UNITED STATES
SECURITIES AND EXCHANGE COMMISSION
SECURITIES AND EXCHANGE COMMISSION
Washington, DC 20549
FORM 8-K
CURRENT REPORT
Pursuant to Section 13 OR 15(d) of the Securities Exchange Act of 1934
Date of Report (Date of earliest event reported): April 30, 2013
QUICKSILVER RESOURCES INC.
(Exact name of registrant as specified in its charter)
(Exact name of registrant as specified in its charter)
Delaware (State or other jurisdiction of incorporation) | 001-14837 (Commission File Number) | 75-2756163 (IRS Employer Identification No.) |
801 Cherry Street
Suite 3700, Unit 19
Fort Worth, Texas 76102
(Address of principal executive offices) (Zip Code)
Registrant’s telephone number, including area code: (817) 665-5000
Check the appropriate box below if the Form 8-K filing is intended to simultaneously satisfy the filing obligation of the registrant under any of the following provisions (see General Instruction A.2. below): ¨ Written communications pursuant to Rule 425 under the Securities Act (17 CFR 230.425) ¨ Soliciting material pursuant to Rule 14a-12 under the Exchange Act (17 CFR 240.14a-12) ¨ Pre-commencement communications pursuant to Rule 14d-2(b) under the Exchange Act (17 CFR 240.14d-2(b)) ¨ Pre-commencement communications pursuant to Rule 13e-4(c) under the Exchange Act (17 CFR 240.13e-4(c)) |
Item 1.01. | Entry into a Material Definitive Agreement. |
On April 30, 2013, Quicksilver Resources Inc. (“Quicksilver”), Quicksilver Resources Canada Inc. (“Quicksilver Canada”), the subsidiary guarantors, the U.S. lenders party thereto, the Canadian lenders party thereto, JPMorgan Chase Bank, N.A., as global administrative agent, and JPMorgan Chase Bank, N.A., Toronto Branch, as Canadian administrative agent entered into an Omnibus Amendment (the “Amendment”) to the (i) amended and restated U.S. senior secured revolving credit facility dated as of December 22, 2011 (the “U.S. Credit Agreement”) and (ii) amended and restated Canadian senior secured revolving credit facility dated as of December 22, 2011 (the “Canadian Credit Agreement” and, together with the U.S. Credit Agreement, the “Combined Credit Agreements”).
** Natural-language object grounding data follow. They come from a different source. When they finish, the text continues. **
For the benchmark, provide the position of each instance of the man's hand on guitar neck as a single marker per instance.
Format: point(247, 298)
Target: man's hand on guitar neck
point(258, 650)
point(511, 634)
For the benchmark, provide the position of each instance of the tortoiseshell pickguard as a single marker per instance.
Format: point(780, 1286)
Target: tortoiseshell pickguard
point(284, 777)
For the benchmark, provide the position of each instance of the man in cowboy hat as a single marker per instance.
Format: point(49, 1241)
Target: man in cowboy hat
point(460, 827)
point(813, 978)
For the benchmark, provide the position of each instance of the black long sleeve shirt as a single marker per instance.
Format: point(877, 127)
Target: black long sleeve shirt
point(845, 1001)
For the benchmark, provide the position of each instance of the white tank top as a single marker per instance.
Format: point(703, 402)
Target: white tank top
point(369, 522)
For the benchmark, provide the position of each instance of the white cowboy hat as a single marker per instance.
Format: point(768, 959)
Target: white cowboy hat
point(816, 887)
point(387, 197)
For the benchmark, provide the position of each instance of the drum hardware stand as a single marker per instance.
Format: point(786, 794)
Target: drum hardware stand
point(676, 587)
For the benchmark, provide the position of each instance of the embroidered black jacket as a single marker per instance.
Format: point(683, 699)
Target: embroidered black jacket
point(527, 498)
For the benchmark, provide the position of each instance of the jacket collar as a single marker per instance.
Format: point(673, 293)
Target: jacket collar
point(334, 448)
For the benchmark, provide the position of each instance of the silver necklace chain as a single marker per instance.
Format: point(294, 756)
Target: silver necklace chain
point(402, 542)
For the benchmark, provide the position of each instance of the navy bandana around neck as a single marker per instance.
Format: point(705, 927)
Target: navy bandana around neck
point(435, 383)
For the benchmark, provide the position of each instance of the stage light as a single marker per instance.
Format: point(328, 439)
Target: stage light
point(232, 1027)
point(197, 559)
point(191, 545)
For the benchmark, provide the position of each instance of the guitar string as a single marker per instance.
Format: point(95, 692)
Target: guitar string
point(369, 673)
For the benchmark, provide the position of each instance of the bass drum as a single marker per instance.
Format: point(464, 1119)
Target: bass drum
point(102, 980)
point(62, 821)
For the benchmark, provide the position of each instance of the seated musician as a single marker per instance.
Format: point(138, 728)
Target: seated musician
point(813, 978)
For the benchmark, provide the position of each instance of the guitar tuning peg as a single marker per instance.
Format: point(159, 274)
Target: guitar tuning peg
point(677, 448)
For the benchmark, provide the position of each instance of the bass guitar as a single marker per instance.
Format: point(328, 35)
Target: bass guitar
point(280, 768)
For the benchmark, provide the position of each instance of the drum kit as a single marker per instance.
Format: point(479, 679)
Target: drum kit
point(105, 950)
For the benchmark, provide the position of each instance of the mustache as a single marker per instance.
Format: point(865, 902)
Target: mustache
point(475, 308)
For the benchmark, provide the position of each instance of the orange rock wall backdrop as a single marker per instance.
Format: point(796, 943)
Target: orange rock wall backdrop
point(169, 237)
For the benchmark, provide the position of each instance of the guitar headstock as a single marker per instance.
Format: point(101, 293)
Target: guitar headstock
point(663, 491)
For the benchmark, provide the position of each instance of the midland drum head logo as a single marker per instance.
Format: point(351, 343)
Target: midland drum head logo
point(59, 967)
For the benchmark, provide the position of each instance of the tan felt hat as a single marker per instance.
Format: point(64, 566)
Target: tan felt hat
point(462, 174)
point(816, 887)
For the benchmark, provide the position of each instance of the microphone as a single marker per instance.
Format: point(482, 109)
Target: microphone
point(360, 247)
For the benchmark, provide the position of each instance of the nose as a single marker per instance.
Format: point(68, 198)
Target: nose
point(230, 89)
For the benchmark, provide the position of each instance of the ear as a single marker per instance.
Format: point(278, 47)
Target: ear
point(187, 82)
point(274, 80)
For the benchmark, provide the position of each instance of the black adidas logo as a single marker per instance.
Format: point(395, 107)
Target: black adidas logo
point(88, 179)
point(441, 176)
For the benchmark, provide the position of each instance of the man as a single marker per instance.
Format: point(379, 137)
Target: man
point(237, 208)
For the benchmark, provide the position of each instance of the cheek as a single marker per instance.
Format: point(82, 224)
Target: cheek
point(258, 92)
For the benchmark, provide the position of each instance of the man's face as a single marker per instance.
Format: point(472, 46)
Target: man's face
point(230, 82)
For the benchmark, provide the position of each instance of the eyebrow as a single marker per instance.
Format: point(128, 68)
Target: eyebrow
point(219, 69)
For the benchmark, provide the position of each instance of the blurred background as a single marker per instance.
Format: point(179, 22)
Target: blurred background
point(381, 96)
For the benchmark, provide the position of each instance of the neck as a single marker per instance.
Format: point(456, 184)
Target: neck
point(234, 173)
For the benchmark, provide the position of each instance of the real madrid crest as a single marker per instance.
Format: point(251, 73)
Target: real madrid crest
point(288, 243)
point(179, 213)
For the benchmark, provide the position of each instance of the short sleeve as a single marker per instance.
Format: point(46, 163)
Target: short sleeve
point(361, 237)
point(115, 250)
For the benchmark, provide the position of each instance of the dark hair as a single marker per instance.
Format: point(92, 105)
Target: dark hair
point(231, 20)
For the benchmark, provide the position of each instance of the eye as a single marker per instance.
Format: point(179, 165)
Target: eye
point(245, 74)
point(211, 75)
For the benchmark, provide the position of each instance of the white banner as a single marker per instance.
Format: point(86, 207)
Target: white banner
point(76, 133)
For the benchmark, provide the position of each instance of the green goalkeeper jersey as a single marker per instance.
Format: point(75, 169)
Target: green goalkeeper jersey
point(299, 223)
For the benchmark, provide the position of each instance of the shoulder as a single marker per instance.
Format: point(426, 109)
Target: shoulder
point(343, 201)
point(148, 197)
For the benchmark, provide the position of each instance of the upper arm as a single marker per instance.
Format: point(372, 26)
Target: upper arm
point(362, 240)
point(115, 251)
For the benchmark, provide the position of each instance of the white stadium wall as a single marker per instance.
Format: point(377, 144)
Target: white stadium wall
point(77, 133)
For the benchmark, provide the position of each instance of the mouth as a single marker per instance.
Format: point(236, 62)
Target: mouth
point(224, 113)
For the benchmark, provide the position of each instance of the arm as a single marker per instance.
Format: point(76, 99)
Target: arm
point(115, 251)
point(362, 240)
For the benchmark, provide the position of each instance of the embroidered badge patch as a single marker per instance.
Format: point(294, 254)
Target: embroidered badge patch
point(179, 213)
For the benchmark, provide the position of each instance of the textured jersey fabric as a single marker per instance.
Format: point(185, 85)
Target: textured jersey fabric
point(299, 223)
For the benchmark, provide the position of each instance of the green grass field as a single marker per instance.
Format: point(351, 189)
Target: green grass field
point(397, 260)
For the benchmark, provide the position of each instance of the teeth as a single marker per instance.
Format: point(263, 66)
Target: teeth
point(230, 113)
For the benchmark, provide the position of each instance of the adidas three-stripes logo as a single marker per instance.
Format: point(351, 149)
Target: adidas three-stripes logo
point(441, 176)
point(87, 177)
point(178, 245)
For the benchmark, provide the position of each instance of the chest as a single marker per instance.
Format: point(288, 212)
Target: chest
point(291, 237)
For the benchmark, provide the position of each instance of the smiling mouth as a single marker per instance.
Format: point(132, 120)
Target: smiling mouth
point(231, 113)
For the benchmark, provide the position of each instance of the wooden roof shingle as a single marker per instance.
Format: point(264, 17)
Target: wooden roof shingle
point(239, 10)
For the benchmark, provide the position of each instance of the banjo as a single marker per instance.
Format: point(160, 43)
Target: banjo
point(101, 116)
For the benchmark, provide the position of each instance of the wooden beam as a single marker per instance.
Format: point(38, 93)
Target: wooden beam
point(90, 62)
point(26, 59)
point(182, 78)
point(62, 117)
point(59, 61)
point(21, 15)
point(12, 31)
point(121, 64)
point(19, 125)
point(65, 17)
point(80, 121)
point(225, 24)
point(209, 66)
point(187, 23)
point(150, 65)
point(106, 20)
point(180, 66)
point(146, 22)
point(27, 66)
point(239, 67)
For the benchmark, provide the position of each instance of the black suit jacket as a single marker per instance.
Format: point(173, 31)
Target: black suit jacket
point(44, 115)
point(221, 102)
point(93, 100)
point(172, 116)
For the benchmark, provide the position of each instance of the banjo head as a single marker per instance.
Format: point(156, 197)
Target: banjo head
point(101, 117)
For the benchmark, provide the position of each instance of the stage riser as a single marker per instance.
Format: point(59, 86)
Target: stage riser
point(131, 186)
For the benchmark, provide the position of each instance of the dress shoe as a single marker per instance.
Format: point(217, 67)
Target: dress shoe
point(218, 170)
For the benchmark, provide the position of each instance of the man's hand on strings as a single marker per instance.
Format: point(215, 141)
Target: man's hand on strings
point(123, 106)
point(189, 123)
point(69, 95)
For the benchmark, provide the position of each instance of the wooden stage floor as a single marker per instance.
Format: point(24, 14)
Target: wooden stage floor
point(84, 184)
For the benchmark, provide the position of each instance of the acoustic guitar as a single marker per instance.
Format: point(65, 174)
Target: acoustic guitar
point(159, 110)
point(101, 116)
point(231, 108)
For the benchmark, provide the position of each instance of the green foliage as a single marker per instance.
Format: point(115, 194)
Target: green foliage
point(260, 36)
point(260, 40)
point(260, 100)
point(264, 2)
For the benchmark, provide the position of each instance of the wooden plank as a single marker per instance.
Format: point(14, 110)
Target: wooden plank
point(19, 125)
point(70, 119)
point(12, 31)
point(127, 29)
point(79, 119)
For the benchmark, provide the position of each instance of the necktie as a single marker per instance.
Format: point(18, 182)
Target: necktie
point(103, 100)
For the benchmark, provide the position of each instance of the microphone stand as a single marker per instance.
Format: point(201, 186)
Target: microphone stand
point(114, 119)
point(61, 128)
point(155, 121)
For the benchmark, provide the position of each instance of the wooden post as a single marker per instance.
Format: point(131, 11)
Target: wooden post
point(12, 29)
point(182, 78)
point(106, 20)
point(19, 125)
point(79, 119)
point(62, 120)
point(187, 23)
The Amendment amended the terms of the Combined Credit Agreements to, among other things:
• | Permit the sale and transfer of a 25% interest in Quicksilver’s Barnett Shale assets to TG Barnett Resources LP (the “Tokyo Gas Transaction”) |
• | Reduce the global borrowing base to $350 million from $850 million, which reduction accounts for the Tokyo Gas Transaction |
• | Reduce the minimum required interest coverage ratio to the following levels: |
Period | Interest Coverage Ratio | Period | Interest Coverage Ratio | |||
Q2 2013 | 1.25x | Q1 2015 | 1.10x | |||
Q3 2013 | 1.25x | Q2 2015 | 1.15x | |||
Q4 2013 | 1.25x | Q3 2015 | 1.15x | |||
Q1 2014 | 1.20x | Q4 2015 | 1.20x | |||
Q2 2014 | 1.15x | Q1 2016 | 1.50x | |||
Q3 2014 | 1.10x | Q2 2016 | 2.00x | |||
Q4 2014 | 1.10x |
• | Permit the incurrence of second lien debt, in an amount not to exceed the lesser of $800 million and the initial principal amount of such second lien debt and subject to customary intercreditor terms |
• | Permit the redemption of existing notes or permitted additional debt with the proceeds from certain asset sales and permitted second lien debt; provided that utilization under the global borrowing base after giving effect to such transactions is less than 75% and subject to compliance with other customary conditions |
• | Reduce the maximum senior secured debt leverage ratio to 2.0x and exclude permitted second lien debt from the senior secured debt definition |
• | Increase the applicable margin by 0.75% for each type of loan and issued letters of credit |
• | Increase the minimum mortgaged properties requirement to 87.5% from 80% of proved hydrocarbon interests evaluated in the then most recent reserve report |
• | Reduce the global borrowing base by $0.25 for every $1.00 of net proceeds of second lien debt that is not used to refinance existing debt by the later of (i) July 1, 2013 and (ii) the 45th day following the closing of the agreement governing the second lien debt |
• | Amend the maturity date of the Combined Credit Agreements to the earliest of (i) September 6, 2016, (ii) 91 days prior to the maturity date of any second lien debt or (iii) 91 days prior to the maturity of any tranche of existing notes |
• | Exclude from the cash interest expense definition certain consent or similar fees paid to holders of existing notes in connection with the refinancing of Quicksilver’s existing senior subordinated notes |
Certain of the parties to the Amendment and their respective affiliates have, from time to time, performed, and may in the future perform, various financial, advisory, commercial banking and investment banking services for Quicksilver and Quicksilver’s affiliates in the ordinary course of business for fees and expenses.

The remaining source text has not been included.